Thursday 1 November 2007

I want to commission beers to be professionally brewed

Don't be obvious. Approach subjects obliquely. That's what my creative writing tutor would have told me, if I hadn't left school at 13 to be become a merchant seaman.

Being semi-literate hasn't stopped me fantasising about creative writing classes. Amongst other things. (No. Not that, you dirty-minded bastard. Go wash your brain out with soap or I'll tell your mum. A 1942 Newark pub-crawl was my dream.)

More likely, perhaps, than my oversophistication, is the lack of professional brewers amongst you, my loyal readers. I like to think of us as a family - jealous, resentful, bitchy. And incapable of understanding each other.

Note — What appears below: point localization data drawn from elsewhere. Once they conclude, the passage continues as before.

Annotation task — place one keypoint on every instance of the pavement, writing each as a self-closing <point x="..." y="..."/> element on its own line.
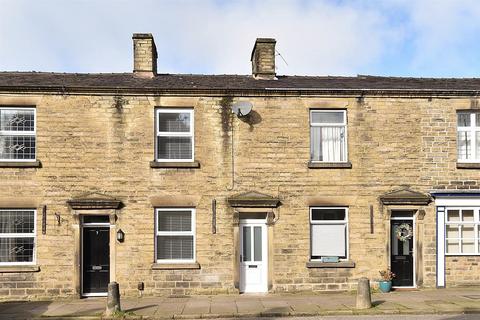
<point x="413" y="302"/>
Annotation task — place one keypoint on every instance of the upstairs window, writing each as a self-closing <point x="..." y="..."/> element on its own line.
<point x="328" y="135"/>
<point x="17" y="236"/>
<point x="17" y="134"/>
<point x="329" y="232"/>
<point x="468" y="136"/>
<point x="175" y="138"/>
<point x="175" y="235"/>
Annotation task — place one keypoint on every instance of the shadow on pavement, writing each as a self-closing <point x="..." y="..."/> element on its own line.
<point x="140" y="308"/>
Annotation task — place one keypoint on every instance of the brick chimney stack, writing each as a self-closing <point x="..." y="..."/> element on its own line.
<point x="144" y="55"/>
<point x="263" y="59"/>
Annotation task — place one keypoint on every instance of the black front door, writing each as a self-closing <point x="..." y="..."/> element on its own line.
<point x="402" y="252"/>
<point x="96" y="259"/>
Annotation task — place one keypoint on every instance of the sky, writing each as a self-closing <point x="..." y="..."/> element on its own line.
<point x="418" y="38"/>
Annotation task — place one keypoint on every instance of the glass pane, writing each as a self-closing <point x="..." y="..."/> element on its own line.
<point x="467" y="215"/>
<point x="468" y="247"/>
<point x="464" y="145"/>
<point x="17" y="120"/>
<point x="16" y="249"/>
<point x="174" y="122"/>
<point x="174" y="247"/>
<point x="468" y="232"/>
<point x="452" y="246"/>
<point x="452" y="231"/>
<point x="463" y="120"/>
<point x="16" y="221"/>
<point x="174" y="148"/>
<point x="175" y="220"/>
<point x="477" y="144"/>
<point x="328" y="214"/>
<point x="96" y="219"/>
<point x="257" y="243"/>
<point x="327" y="117"/>
<point x="453" y="215"/>
<point x="247" y="244"/>
<point x="17" y="147"/>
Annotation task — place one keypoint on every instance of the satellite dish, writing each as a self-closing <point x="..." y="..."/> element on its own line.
<point x="242" y="108"/>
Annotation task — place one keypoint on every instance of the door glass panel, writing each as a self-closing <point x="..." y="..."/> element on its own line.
<point x="453" y="215"/>
<point x="452" y="230"/>
<point x="257" y="243"/>
<point x="247" y="244"/>
<point x="452" y="246"/>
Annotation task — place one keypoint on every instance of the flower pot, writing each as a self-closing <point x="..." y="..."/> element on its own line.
<point x="385" y="286"/>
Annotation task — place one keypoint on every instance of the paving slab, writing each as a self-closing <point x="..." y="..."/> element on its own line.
<point x="197" y="307"/>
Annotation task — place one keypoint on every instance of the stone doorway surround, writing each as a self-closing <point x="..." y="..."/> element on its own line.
<point x="247" y="204"/>
<point x="92" y="204"/>
<point x="405" y="199"/>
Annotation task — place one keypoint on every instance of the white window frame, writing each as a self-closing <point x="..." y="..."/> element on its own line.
<point x="460" y="223"/>
<point x="176" y="233"/>
<point x="22" y="133"/>
<point x="23" y="235"/>
<point x="190" y="134"/>
<point x="316" y="124"/>
<point x="331" y="222"/>
<point x="473" y="129"/>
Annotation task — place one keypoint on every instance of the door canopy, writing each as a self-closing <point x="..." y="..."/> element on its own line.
<point x="405" y="196"/>
<point x="253" y="199"/>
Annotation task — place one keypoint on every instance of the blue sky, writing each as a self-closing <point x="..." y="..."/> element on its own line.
<point x="421" y="38"/>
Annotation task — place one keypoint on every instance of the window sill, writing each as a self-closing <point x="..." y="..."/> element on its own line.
<point x="188" y="165"/>
<point x="341" y="264"/>
<point x="20" y="164"/>
<point x="329" y="165"/>
<point x="175" y="266"/>
<point x="468" y="165"/>
<point x="19" y="268"/>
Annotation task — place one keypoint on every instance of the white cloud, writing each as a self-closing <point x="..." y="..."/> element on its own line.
<point x="315" y="37"/>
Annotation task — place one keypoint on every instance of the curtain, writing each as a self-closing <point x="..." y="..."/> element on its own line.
<point x="328" y="144"/>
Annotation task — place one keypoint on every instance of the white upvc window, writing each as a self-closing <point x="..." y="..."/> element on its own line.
<point x="328" y="135"/>
<point x="328" y="232"/>
<point x="175" y="140"/>
<point x="17" y="236"/>
<point x="174" y="235"/>
<point x="462" y="233"/>
<point x="17" y="134"/>
<point x="468" y="136"/>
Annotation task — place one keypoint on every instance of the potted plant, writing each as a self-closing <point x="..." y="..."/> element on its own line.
<point x="385" y="283"/>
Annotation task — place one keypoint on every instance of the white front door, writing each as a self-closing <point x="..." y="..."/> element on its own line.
<point x="253" y="256"/>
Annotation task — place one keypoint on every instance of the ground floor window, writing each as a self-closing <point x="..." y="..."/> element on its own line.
<point x="329" y="232"/>
<point x="17" y="236"/>
<point x="462" y="231"/>
<point x="175" y="235"/>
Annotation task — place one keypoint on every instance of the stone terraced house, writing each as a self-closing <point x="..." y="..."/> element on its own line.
<point x="178" y="184"/>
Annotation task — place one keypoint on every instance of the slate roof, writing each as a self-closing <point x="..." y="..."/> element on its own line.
<point x="189" y="82"/>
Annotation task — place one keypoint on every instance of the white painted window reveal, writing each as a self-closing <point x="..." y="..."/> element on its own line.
<point x="328" y="135"/>
<point x="329" y="232"/>
<point x="17" y="134"/>
<point x="175" y="235"/>
<point x="175" y="135"/>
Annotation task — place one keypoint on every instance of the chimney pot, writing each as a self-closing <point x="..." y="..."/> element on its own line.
<point x="144" y="55"/>
<point x="263" y="59"/>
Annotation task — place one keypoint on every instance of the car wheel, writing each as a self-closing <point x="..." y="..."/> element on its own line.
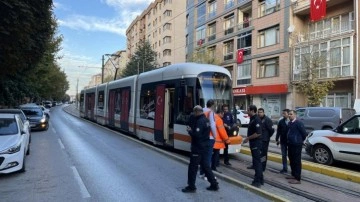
<point x="323" y="155"/>
<point x="23" y="167"/>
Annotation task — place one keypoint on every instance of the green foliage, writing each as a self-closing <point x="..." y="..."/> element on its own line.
<point x="143" y="60"/>
<point x="28" y="53"/>
<point x="313" y="88"/>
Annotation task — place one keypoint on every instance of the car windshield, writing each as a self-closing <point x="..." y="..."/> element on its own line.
<point x="8" y="126"/>
<point x="33" y="112"/>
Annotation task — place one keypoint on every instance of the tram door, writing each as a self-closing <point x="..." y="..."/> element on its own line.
<point x="125" y="103"/>
<point x="159" y="113"/>
<point x="111" y="114"/>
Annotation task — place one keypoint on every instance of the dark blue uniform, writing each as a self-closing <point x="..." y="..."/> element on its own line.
<point x="255" y="126"/>
<point x="200" y="147"/>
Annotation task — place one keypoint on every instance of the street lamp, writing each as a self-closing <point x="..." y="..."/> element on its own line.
<point x="103" y="65"/>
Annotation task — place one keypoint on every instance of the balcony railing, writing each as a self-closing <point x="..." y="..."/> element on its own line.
<point x="244" y="24"/>
<point x="229" y="30"/>
<point x="327" y="32"/>
<point x="229" y="56"/>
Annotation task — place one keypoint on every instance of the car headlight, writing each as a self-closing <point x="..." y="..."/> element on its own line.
<point x="12" y="150"/>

I want to get a couple of old Whitbread beers professionally brewed. It sounds quite fun to me. And I'll be paying. So is anyone interested?

5 comments:

Alan said...

What is your market? Can it be done anywhere and you have the satisfaction of knowing others are enjoying it?

Ron Pattinson said...

Urm, Europe. Or the US.

Stephen Lacey said...

It's called contract brewing. But if you are paying and "owning" the made beer, you have to decide how to package it, store it, distribute it ...handle tax/excise etc. A bit of a pain. It may be easier to find a sympathetic brewer(y) that you can collaborate with on as a project, but they still own and sell the beer at the end of the process. That is something they are generally quite good at. Selling beer I mean. You'll get kudos at the end for being the geeky fellow who poured through thousands of data and "resurrected a lost style" or something to that effect. They might even give you a few cases of it for nix.

Jez said...

I'd be willing to approach my local brewery here in Indiana (Shoreline Brewery) to see if Sam would be interested in making it. Not sure how you'd get any of it, seeing as how he doesn't bottle, but I sure as hell would enjoy it and think of you every time I drank it.

Andy Holmes said...

Hi Ron, what about asking Francis, I forget her surname, of Elveden Brewery. She's the daughter of Declan, Iceni Brewery. She has an interest in resurrecting old recipes.